Archive for the ‘Heart Matters’ Category

When you let go….

Saturday, July 26th, 2008

It’s funny how sometimes when you let go of something that God asks you to let go of, He gives it back to you. It’s a test. It’s Him asking whether you are willing to let go of something - a dream, a physical possession, a person. Hmm, reminds me of Abraham and Isaac, although my blog is no where near as precious as a child, the principle is there.

I had to write the last post. God was prompting me to do so for so long . But I didn’t want to write something so final. I wanted options to return. To just take a break for a while. To have my cake and eat it if I wanted to.

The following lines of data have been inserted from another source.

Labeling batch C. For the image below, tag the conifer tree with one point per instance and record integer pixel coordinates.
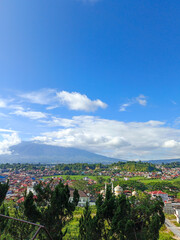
(51, 207)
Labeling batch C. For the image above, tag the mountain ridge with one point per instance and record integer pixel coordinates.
(33, 152)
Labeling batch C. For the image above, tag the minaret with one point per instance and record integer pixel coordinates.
(105, 187)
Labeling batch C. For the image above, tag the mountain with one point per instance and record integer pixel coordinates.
(164, 161)
(32, 152)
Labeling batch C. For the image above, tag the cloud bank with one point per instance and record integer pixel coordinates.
(141, 100)
(133, 140)
(73, 101)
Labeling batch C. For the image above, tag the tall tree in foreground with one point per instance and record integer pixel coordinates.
(3, 208)
(122, 218)
(51, 207)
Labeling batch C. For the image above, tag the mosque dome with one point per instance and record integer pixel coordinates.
(118, 190)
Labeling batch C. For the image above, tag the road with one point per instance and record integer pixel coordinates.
(172, 227)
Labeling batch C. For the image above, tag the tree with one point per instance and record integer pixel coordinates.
(51, 207)
(122, 218)
(3, 191)
(3, 208)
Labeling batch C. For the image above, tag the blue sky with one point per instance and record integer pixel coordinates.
(98, 75)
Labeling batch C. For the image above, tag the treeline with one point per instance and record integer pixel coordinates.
(139, 166)
(115, 217)
(115, 167)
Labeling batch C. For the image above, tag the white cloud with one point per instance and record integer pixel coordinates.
(30, 114)
(133, 140)
(54, 99)
(141, 100)
(171, 144)
(8, 140)
(3, 103)
(77, 101)
(43, 96)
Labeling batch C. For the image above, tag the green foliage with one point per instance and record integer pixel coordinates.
(3, 190)
(18, 230)
(124, 218)
(51, 208)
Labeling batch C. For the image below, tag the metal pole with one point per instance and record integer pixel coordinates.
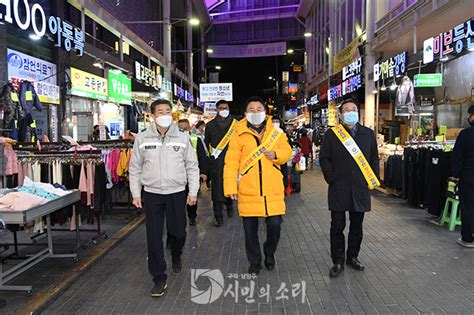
(189, 31)
(167, 37)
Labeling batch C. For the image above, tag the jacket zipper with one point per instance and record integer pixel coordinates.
(261, 179)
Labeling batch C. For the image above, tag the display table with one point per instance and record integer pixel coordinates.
(27, 216)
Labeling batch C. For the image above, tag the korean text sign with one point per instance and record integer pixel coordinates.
(66, 35)
(451, 43)
(213, 92)
(392, 67)
(120, 88)
(88, 85)
(41, 73)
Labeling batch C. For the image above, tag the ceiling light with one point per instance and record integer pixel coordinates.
(194, 22)
(34, 37)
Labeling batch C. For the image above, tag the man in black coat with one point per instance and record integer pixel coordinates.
(216, 129)
(348, 189)
(463, 170)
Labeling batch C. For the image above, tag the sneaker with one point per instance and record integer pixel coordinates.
(177, 268)
(159, 289)
(465, 244)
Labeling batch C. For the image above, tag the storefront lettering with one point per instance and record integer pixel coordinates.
(392, 67)
(65, 31)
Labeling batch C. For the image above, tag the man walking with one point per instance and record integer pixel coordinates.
(463, 170)
(350, 163)
(217, 136)
(163, 161)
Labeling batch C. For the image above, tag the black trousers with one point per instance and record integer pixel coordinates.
(157, 209)
(219, 208)
(338, 243)
(467, 213)
(252, 244)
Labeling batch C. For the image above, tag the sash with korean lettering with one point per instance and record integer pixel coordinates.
(257, 154)
(215, 152)
(354, 150)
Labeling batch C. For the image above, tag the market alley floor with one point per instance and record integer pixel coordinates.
(412, 266)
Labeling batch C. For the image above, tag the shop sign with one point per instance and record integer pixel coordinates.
(120, 88)
(41, 73)
(451, 43)
(213, 92)
(146, 75)
(88, 85)
(293, 88)
(26, 16)
(210, 109)
(392, 67)
(428, 80)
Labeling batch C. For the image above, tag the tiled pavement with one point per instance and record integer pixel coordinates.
(412, 267)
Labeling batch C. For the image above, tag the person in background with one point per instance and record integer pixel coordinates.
(217, 136)
(306, 145)
(278, 123)
(296, 174)
(203, 161)
(256, 180)
(163, 162)
(463, 171)
(348, 187)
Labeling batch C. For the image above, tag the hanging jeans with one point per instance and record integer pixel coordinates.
(159, 208)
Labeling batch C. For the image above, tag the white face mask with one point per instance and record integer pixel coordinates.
(164, 121)
(255, 118)
(224, 113)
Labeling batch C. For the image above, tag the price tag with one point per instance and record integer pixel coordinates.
(14, 96)
(29, 95)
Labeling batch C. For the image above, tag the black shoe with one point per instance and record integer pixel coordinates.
(255, 269)
(354, 263)
(270, 262)
(159, 289)
(336, 270)
(177, 267)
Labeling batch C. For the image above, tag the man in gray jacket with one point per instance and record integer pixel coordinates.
(163, 162)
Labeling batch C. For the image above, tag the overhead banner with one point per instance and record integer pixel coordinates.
(213, 92)
(346, 56)
(88, 85)
(41, 73)
(248, 51)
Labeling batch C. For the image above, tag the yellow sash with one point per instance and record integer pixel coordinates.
(215, 152)
(257, 154)
(352, 147)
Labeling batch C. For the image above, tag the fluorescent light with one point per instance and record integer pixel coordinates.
(194, 22)
(34, 37)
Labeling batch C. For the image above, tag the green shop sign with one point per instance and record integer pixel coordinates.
(120, 88)
(428, 80)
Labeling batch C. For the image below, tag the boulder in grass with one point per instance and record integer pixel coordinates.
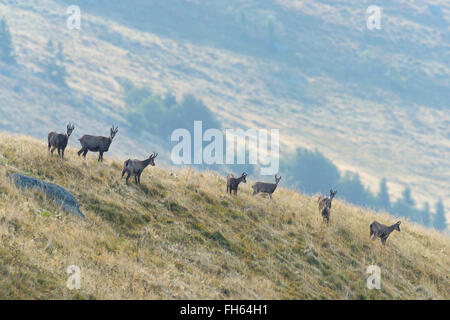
(61, 196)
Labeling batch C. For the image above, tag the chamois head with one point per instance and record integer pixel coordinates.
(277, 179)
(113, 132)
(152, 158)
(332, 193)
(70, 128)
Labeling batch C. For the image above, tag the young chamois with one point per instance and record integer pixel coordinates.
(135, 167)
(59, 140)
(325, 205)
(233, 183)
(381, 231)
(96, 143)
(266, 187)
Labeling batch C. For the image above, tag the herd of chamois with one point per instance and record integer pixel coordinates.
(136, 167)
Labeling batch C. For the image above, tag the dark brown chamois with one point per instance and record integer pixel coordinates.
(266, 187)
(233, 183)
(378, 230)
(59, 140)
(325, 205)
(97, 143)
(135, 167)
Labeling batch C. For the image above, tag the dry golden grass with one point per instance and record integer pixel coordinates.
(180, 236)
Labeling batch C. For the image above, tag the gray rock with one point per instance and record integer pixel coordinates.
(61, 196)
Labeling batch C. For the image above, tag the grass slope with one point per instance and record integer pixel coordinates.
(180, 236)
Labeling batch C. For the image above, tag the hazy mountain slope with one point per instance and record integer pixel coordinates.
(179, 235)
(374, 128)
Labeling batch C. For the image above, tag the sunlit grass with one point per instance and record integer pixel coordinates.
(180, 236)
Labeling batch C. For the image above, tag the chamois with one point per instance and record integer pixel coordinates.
(266, 187)
(135, 167)
(96, 143)
(233, 183)
(59, 140)
(325, 205)
(382, 231)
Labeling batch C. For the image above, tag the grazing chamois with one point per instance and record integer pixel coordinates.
(233, 183)
(96, 143)
(59, 140)
(266, 187)
(325, 205)
(135, 167)
(381, 231)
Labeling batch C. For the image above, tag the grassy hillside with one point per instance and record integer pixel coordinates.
(180, 236)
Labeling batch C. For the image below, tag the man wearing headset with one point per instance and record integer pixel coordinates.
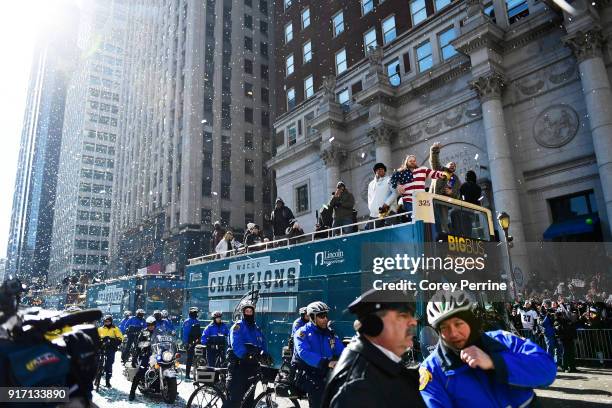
(470, 368)
(317, 349)
(369, 372)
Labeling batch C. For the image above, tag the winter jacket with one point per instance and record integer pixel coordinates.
(379, 193)
(343, 206)
(365, 377)
(520, 366)
(280, 218)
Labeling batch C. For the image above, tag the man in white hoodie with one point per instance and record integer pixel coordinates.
(381, 197)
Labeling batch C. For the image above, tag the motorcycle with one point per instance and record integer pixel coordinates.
(161, 375)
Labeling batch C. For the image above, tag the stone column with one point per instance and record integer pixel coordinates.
(332, 156)
(588, 47)
(381, 136)
(504, 184)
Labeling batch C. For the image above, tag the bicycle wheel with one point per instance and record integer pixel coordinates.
(206, 396)
(269, 399)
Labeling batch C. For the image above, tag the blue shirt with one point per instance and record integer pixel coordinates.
(313, 345)
(297, 324)
(243, 333)
(214, 330)
(520, 366)
(188, 325)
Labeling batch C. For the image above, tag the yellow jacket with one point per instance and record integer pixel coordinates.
(112, 332)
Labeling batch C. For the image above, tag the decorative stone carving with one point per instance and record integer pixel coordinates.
(332, 156)
(585, 45)
(489, 87)
(556, 126)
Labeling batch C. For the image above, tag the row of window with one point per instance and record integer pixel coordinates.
(93, 230)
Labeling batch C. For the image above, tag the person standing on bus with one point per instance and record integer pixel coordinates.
(317, 349)
(410, 179)
(470, 368)
(381, 198)
(122, 323)
(192, 334)
(370, 372)
(215, 334)
(247, 348)
(132, 327)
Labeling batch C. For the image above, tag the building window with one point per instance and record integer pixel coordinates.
(248, 66)
(249, 194)
(288, 33)
(307, 52)
(291, 99)
(289, 65)
(366, 6)
(445, 39)
(388, 27)
(248, 115)
(291, 135)
(248, 43)
(393, 71)
(418, 11)
(341, 65)
(308, 87)
(338, 23)
(369, 40)
(305, 17)
(440, 4)
(424, 58)
(301, 198)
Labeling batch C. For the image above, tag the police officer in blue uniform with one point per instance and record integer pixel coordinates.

As soon as I obeyed, peace came into my heart and God started speaking to me about what HE wanted me to do with this website, not me. He reminded me that it was supposed to be a “website” initially, not a blog. It was supposed to be a place to share encouragement and materials that I have collected over the years. It was supposed to be a tool to help me be a keeper, not to take me away from being a keeper. And so I am going to start taking small steps back to where I believe He wants this site to go.

Sometimes I may blog, sometimes I will put freebies up, sometimes I will write articles. Ideas that He placed in my head & heart at the beginning - I need to develop these.  So, we will see what happens in the next months….

When He started to speak to me about this I thought - oh no! I can’t write another post now - I just said goodbye! People will think I am so fickle!!! So, I resisted…. I guess I must have learned something because I didn’t resist as long as I did when I wrote the “goodbye” post! And is there peace? Yes. There is peace in listening and obeying, no matter how big or small the situation is.

I am thankful that I can still have this website and blog. Mostly I am thankful that the Lord is speaking to me about it, because doing His will is my heart’s desire.

Nothing Between

Friday, July 11th, 2008

I subscribe to Mom and Dad’s Corners from the Maxwells. This morning’s Mom’s Corner was a challenging one, about things that get in the way of us and our relationship with Christ. You can go here to read the article, but I will post the hymn that Terri mentioned.

Nothing Between

1.            Nothing between my soul and my Savior, 
               naught of this world’s delusive dream;
               I have renounced all sinful pleasure; 
               Jesus is mine, there’s nothing between. 
Refrain:
               Nothing between my soul and my Savior, 
               so that his blessed face may be seen; 
               nothing preventing the least of his favor; 
               keep the way clear! let nothing between.
 
2.            Nothing between, like worldly pleasure; 
               habits of life, though harmless they seem, 
               must not my heart from him ever sever; 
               he is my all, there’s nothing between. 
               (Refrain) 
 
3.            Nothing between, like pride or station; 
               self or friends shall not intervene; 
               though it may cost me much tribulation, 
               I am resolved, there’s nothing between. 
               (Refrain) 
 
4.            Nothing between, e’en many hard trials, 
               though the whole world against me convene; 
               watching with prayer and much self denial, 
               I’ll triumph at last, there’s nothing between. 
               (Refrain) 

I know there are things between me and my Saviour. I am working through some of those things at the moment, hence my absence from the blog world! I am seeking a simple and balanced life. If it takes time to reach it (which I know it will), I will take that time.

	       Nothing between my soul and my Savior, 
               so that his blessed face may be seen; 
               nothing preventing the least of his favor; 
               keep the way clear! let nothing between.